The fact that Ehrlichman and Mitchell had each other over a barrel in the end hurt Nixon. Neither man was interested in accounting for his behavior, by owning up to approving the disasters Liddy had delivered. This, in turn, created a situation where there was no intelligent discussion and analysis of the problem, for I do not doubt that both men sincerely believed (and went to their Maker believing) that they had undertaken the illegal action only because they were doing what Nixon had wanted. In the end, no one benefited from the disdain with which each of these important Nixon aides viewed the other.

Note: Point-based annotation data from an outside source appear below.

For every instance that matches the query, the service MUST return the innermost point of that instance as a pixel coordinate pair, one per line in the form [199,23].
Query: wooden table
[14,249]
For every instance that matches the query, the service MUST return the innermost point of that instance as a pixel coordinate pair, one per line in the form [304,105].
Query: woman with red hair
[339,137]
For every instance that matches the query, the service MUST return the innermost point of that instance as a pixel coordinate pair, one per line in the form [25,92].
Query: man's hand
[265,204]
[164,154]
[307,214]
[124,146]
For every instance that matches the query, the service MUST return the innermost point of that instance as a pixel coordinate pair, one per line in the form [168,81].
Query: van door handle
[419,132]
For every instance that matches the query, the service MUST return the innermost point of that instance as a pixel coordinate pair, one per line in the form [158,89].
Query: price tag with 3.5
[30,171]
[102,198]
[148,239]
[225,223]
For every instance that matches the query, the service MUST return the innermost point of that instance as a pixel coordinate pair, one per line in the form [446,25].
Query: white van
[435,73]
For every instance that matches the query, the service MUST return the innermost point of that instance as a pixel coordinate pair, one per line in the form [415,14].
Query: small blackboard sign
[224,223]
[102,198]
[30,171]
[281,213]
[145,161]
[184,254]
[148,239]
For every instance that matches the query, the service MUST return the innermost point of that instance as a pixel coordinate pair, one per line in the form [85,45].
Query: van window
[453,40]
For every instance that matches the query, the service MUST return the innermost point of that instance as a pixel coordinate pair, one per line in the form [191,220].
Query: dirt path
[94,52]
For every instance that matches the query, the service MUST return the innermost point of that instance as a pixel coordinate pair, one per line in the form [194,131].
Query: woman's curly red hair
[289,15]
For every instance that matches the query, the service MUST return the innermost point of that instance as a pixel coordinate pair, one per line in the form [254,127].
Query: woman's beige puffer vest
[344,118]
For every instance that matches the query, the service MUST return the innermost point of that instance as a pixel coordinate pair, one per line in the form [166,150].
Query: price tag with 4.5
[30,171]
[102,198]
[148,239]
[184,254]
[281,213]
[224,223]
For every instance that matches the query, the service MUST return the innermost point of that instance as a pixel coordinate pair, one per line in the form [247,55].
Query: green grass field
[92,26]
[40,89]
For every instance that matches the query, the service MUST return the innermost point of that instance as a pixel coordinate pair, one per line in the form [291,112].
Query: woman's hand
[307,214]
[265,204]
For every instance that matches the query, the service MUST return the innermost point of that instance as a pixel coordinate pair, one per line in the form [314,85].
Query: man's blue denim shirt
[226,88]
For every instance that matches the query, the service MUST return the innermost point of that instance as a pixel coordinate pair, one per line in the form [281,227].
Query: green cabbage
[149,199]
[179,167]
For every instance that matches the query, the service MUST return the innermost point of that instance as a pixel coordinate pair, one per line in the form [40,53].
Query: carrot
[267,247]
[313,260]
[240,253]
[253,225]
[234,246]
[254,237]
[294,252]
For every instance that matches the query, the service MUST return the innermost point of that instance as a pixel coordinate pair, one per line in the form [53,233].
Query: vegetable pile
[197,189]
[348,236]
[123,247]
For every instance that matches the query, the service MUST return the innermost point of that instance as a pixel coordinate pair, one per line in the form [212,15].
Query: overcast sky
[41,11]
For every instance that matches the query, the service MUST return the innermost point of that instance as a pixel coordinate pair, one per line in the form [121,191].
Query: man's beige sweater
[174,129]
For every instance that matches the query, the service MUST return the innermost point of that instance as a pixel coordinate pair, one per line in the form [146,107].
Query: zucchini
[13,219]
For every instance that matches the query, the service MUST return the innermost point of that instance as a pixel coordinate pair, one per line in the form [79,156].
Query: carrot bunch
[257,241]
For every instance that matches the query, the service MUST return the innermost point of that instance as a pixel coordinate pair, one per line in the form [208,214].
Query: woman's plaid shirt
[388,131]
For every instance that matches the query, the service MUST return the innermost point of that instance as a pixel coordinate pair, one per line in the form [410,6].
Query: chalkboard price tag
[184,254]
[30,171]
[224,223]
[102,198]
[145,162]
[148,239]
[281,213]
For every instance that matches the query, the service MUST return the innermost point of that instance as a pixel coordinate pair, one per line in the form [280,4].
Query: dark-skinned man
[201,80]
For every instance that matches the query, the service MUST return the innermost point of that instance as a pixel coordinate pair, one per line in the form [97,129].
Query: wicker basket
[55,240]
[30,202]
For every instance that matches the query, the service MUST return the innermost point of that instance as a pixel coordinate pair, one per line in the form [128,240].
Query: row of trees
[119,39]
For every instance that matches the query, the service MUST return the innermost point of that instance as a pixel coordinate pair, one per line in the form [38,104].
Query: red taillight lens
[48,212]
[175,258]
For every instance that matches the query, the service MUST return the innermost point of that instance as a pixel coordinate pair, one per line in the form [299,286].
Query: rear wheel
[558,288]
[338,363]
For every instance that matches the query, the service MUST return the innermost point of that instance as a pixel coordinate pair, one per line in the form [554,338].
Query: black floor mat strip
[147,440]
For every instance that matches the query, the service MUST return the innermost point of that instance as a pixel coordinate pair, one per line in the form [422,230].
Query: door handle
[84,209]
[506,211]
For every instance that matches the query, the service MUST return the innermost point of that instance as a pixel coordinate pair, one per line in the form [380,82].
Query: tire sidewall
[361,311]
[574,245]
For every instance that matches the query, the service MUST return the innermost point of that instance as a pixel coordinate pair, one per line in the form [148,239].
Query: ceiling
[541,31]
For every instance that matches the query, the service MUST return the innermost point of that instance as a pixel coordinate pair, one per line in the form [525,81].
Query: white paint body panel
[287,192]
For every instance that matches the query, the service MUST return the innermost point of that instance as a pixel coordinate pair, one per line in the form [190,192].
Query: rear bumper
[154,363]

So what can we see at this distance, so many years later, about the Watergate break-ins and cover-up? Most clearly, for anyone who looks, is the fact that the atmosphere that Nixon created in his White House was bound to result in trouble, given the attitude that anything the President did was considered legal and the fact that the President was willing to do anything, more or less. It was almost inevitable that something like the amateurish Ellsberg and Watergate break-ins would have occurred with someone as lacking in judgment as Gordon Liddy in charge. Although the orders for Liddy’s illegal activities did not come from Nixon, both operations sought to obtain information Nixon wanted (in both instances, information to discredit his perceived enemies). Moreover, Nixon never considered anything other than an effort to cover up the illegal activities, and it was as amateurish as the illegal activities that were being hidden. In hindsight, it appears that Nixon had only one real option after the arrests at the Watergate, which was to come clean immediately and completely. Had he done so, he might have had a few weeks of ugly publicity, although probably not much worse than the kind he suffered from the ITT scandal, which was baseless. Since America was not about to elect Senator George McGovern, the American people would likely have appreciated Nixon’s candor had he exercised it. Sadly, however, neither Nixon’s character nor his politics were capable of such sorely needed public truthfulness.